Special tools, including a blowpipe and a marver — a hard, flat surface for rolling the hot glass — are needed, as well as a furnace with the ability to reach 2,000 degrees Celsius for melting glass.

Skeen said buying large oxygen tanks for compressing oxygen while glassblowing can run up to $250 per tank and may only last a few days.

“[Schneider] didn’t really shift out of glasswork. His rocky living situation made it impossible to afford to work,” Skeen said. “It was originally his passion, then it became his job... Then it became an unattainable goal.

“I honestly don’t know how he managed to end up in Harrisburg. I think it was a situation similar to him needing to be anywhere other than where he was, and he found Harrisburg.”

Property records show Schneider had lived across the U.S. before ending up in Harrisburg, including in North Carolina, Illinois and Colorado. PennLive was unable to reach any of his relatives for this story.

Harrisburg resident Jonathan Frazier said he met Schneider years ago and knew him as a “friendly fellow regular” at a local coffee shop. After not seeing him in years, Frazier ran into him downtown, about a month before Schneider died.

“I got the vague impression he might be without a home, but he was nevertheless upbeat,” Frazier said.

Schneider was homeless and kept getting robbed, Skeen said. His outlook on life had spiraled to a dark place.

People experiencing homelessness are much more likely to become victims of violent crimes, studies have shown. A 2022 study conducted by the San Diego County District Attorney’s Office found homeless people are 15 times more likely to be robbed and 19 times more likely to be murdered.

The weekend he died, Schneider was sleeping in the alley behind St. Stephen’s church, along with Ceccarani, police said in an affidavit of probable cause.

St. Stephen’s staff told PennLive they saw Schneider and Ceccarani behind the church in the days leading up to the killing and offered to pray with them. It’s unknown if there were any prior violent incidents between the men.

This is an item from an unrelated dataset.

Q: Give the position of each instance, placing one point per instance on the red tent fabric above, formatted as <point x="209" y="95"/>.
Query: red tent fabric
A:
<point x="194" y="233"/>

Ceccarani turned himself in after the killing, telling Harrisburg police he did it because “he was very angry at Schneider because he made a joke about his mother and stole his phone charger,” according to the affidavit.

Schneider was still wrapped in his sleeping bag when police found his body, court documents said.

Schneider’s death snuffed out any potential for returning to the career he loved. Even at his lowest point, Skeen said he kept looking forward to the day he could get back to glassblowing.